The SpaceX Crew Dragon Endeavour is pictured during its approach to the International Space Station April 24, 2021, less than one day after launching from Kennedy Space Center in Florida. Credits: NASA
NASA’s SpaceX Crew-2 astronauts on the International Space Station will relocate their Crew Dragon Endeavour spacecraft Wednesday, July 21, setting the stage for a historic first when two different U.S. commercial spacecraft built for crew will be docked to the microgravity laboratory at the same time.
NASA astronauts Shane Kimbrough and Megan McArthur, JAXA (Japan Aerospace Exploration Agency) astronaut Akihiko Hoshide, and ESA (European Space Agency) astronaut Thomas Pesquet will board the Crew Dragon spacecraft about 4:30 a.m. and undock from the forward port of the station’s Harmony module at 6:45 a.m. The spacecraft will dock again at the station’s space-facing port at 7:32 a.m.
The relocation will free up Harmony’s forward port for the docking of Boeing’s CST-100 Starliner spacecraft, scheduled for launch Friday, July 30, as part of NASA’s Boeing Orbital Flight Test-2 (OFT-2) mission. The flight will test the end-to-end capabilities of Starliner from launch to docking, atmospheric re-entry, and a desert landing in the western United States. The uncrewed mission will provide valuable data about Boeing’s crew transportation system, and help NASA certify Starliner and the United Launch Alliance Atlas V rocket for regular flights with astronauts to and from the space station.

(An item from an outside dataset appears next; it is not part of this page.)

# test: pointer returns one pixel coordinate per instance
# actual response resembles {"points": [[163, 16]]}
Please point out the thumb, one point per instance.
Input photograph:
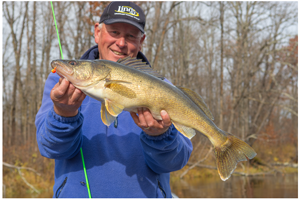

This will be the second port relocation of a Crew Dragon spacecraft. NASA’s SpaceX Crew-2 mission lifted off April 23 from NASA’s Kennedy Space Center in Florida and docked to the space station April 24. Crew-2, targeted to return in early-to-mid November, is the second of six certified crew missions NASA and SpaceX have planned as a part of the agency’s Commercial Crew Program.